The recruitment of NDP52 to invading bacteria is mediated by two signals, the newly-discovered carbohydrate-dependent galectin-8 pathway and the previously known ubiquitin-dependent pathway.[8] Their differential contribution to the recruitment of NDP52 to S.Typhimurium was investigated by analyzing NDP52 mutants selectively disabled to bind galectin-8 and / or ubiquitin. For accurate scoring, NDP52ΔSKICH was used as this truncated allele is distributed diffusely throughout the cytosol. NDP52127-446 associated with SCVs at all time points investigated (Fig.4c). Deleting the C-terminal ubiquitin-binding zinc finger (NDP52127-420) impaired the recruitment of NDP52 to S.Typhimurium at late but not early time points. In contrast, NDP52127-446L374A, which lacks affinity for galectin-8 but not ubiquitin (Fig.S6e), did not co-localize with bacteria at 1h p.i. but accumulated progressively over time (Fig.4c). NDP52 is therefore recruited to SCVs in two phases – an early transient surge driven by galectin-8 and a later wave depending on ubiquitin. The kinetics of galectin-8 and ubiquitin recruitment to SCVs support this model as SCVs are marked by Galectin-8 only at early time points, while ubiquitin marks persist (Fig.4d). Direct proof for early galectin-8-dependent and late galectin-8-independent recruitment of NDP52 to S.Typhimurium was obtained from cells depleted of galectin-8, in which NDP52 and bacteria co-localized at 4h but not at 1h p.i. (Fig.4e). NDP52127-420L374A, deficient in binding to ubiquitin and galectin-8, did not translocate to SCVs at any time point tested (Fig.4c). Taken together, NDP52 relocates to SCVs in response to two signals, which are active against bacteria at different stages of invasion. The early response to invading bacteria requires the galectin-8-dependent pathway, while the zinc finger-dependent pathway dominates at later time points.

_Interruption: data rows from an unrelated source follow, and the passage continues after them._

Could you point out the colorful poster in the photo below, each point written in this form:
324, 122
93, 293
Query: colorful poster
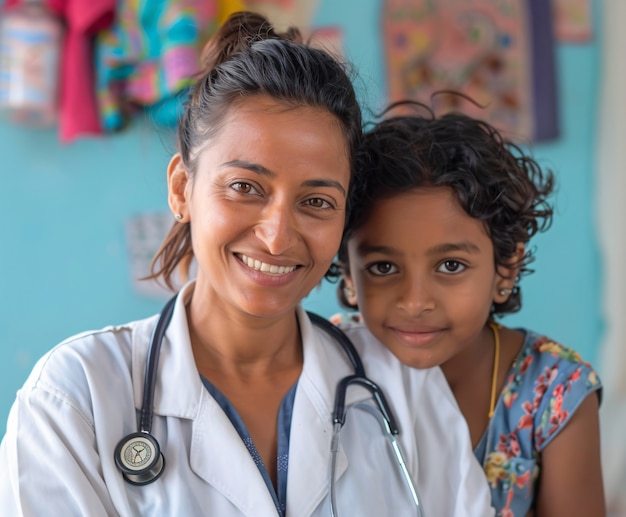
482, 49
572, 20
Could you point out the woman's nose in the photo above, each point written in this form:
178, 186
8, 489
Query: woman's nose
278, 228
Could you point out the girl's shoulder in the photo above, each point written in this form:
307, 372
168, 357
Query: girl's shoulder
541, 356
547, 382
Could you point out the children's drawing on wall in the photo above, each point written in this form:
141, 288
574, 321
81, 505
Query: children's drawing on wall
144, 234
572, 20
481, 48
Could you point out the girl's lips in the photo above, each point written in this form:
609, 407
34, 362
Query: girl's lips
417, 338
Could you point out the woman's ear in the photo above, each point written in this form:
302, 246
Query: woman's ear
507, 274
177, 183
348, 290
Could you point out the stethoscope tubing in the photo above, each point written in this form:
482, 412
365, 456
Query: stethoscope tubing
384, 414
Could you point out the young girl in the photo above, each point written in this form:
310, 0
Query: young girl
433, 253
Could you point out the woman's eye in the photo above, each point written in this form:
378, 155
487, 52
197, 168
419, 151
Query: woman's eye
318, 202
243, 187
451, 266
382, 269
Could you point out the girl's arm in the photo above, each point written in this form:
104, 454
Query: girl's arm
571, 475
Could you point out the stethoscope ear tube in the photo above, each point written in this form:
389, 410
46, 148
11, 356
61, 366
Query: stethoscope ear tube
339, 413
138, 455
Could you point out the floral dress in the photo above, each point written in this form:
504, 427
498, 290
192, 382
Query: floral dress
544, 387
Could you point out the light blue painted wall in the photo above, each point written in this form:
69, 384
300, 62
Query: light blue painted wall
63, 256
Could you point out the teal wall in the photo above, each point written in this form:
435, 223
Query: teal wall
63, 255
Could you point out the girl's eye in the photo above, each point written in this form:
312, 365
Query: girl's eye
318, 202
451, 266
243, 187
382, 269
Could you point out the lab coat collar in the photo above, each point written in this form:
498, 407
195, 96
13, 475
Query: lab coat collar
180, 393
178, 388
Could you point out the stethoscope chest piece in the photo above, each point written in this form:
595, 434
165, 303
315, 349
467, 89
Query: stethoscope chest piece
139, 458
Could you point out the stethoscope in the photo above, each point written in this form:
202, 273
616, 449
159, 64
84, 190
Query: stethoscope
141, 461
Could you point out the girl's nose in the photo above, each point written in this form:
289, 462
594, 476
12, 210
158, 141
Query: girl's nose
416, 296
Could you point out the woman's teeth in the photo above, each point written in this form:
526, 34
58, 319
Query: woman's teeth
266, 268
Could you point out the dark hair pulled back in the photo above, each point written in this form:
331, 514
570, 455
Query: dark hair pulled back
248, 57
493, 179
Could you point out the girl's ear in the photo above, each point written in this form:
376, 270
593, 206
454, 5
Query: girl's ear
349, 291
177, 183
345, 290
507, 274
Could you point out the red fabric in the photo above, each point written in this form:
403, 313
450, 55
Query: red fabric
78, 114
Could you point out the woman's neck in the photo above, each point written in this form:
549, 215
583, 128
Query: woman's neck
243, 345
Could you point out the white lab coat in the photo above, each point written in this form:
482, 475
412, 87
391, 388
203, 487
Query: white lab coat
83, 397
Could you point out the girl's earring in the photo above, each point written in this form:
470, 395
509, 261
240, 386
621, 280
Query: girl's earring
349, 292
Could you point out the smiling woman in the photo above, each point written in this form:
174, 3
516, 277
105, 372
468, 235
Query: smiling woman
241, 397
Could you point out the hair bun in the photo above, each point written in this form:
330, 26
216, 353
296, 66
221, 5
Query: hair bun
237, 34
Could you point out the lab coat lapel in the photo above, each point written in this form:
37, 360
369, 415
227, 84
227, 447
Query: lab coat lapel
180, 393
311, 426
234, 474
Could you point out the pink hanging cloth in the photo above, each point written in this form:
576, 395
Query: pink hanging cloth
78, 114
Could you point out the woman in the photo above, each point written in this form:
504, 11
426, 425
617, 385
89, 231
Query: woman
245, 383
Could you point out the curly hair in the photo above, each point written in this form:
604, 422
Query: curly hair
492, 178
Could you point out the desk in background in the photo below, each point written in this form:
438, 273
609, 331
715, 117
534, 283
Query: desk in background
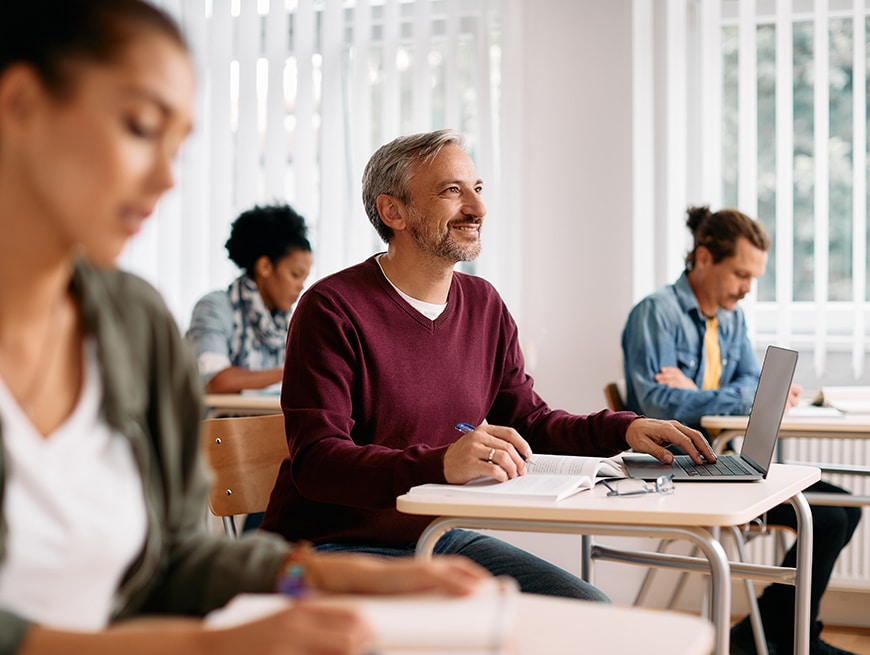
806, 424
240, 404
561, 626
676, 516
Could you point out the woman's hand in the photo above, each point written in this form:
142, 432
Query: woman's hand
367, 574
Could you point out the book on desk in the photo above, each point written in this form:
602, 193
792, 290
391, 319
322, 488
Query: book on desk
548, 477
481, 623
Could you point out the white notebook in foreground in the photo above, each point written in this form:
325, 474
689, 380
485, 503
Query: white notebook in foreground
548, 477
414, 623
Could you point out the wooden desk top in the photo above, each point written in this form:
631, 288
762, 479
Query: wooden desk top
242, 401
844, 426
691, 504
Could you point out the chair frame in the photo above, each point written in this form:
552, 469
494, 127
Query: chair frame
244, 454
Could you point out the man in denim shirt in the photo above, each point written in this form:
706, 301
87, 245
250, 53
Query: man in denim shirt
687, 354
663, 340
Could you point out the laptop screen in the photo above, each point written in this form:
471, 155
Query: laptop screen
771, 397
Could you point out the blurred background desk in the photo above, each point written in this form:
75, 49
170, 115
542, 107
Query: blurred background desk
240, 404
805, 423
561, 626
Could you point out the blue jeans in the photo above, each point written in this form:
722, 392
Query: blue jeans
534, 575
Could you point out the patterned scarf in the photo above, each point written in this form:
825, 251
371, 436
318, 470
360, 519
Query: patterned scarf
259, 335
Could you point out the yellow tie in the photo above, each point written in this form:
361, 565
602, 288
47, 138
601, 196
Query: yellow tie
713, 369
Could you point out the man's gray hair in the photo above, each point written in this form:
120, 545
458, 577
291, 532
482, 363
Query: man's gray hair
390, 170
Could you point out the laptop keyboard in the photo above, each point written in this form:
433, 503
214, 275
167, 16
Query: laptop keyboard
725, 465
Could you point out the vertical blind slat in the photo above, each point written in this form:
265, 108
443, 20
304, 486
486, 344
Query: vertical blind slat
304, 135
859, 187
710, 99
391, 116
360, 103
643, 149
247, 159
677, 141
422, 87
820, 164
275, 147
333, 207
219, 136
784, 168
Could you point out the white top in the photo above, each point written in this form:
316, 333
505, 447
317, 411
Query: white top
428, 309
75, 512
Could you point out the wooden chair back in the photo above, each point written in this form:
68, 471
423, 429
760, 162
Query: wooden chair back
613, 392
244, 454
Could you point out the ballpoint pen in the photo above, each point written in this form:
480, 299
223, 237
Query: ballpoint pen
465, 428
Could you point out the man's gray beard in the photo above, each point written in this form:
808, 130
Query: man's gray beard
446, 248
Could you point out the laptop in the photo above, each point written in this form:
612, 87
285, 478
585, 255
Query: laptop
759, 442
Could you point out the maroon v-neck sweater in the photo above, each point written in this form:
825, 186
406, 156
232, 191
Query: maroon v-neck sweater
372, 390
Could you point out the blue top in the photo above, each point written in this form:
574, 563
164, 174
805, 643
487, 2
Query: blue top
667, 329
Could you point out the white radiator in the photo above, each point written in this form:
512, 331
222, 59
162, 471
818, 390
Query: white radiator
853, 567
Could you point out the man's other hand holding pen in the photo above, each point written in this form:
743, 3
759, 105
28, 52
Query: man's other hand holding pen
492, 451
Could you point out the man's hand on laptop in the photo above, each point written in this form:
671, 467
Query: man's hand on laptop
647, 435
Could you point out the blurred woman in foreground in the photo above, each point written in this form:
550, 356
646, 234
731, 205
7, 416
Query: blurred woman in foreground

The discovery of the galectin-8/NDP52 pathway helps to understand why most intracellular bacteria avoid the cytosol and prefer vesicular compartments. The cytosol appears protected by synergistic layers of antibacterial defence that activate autophagy at distinct steps of the invasion process. An early line of defence comprises the accumulation of diacylglycerol on bacteria-containing vesicles, which subsequently become the target of autophagy.[19] Bacteria escaping the DAG pathway and exposing host glycans on their damaged vacuoles are targeted by galectin-8 and NDP52, as described in this work. A third layer of defence coats invading bacteria with poly-ubiquitin.[6-9,20] Neither the enzymatic machinery for nor the substrate of ubiquitylation have been identified, although LRSAM1, a RING-finger E3 ubiquitin ligase, contributes to autophagy of S.Typhimurium.[21] Peptidoglycan and septin-cages surrounding cytosolic bacteria also contribute to autophagy.[22-25] Defects in this intricate network of autophagy-inducing defence pathways are likely to cause susceptibility to infection and promote inflammation, for example in Crohn’s disease.[26-29] Galectin-8 is positioned strategically at the cellular entry point for a variety of pathogens and is therefore expected to have shaped pathogen evolution.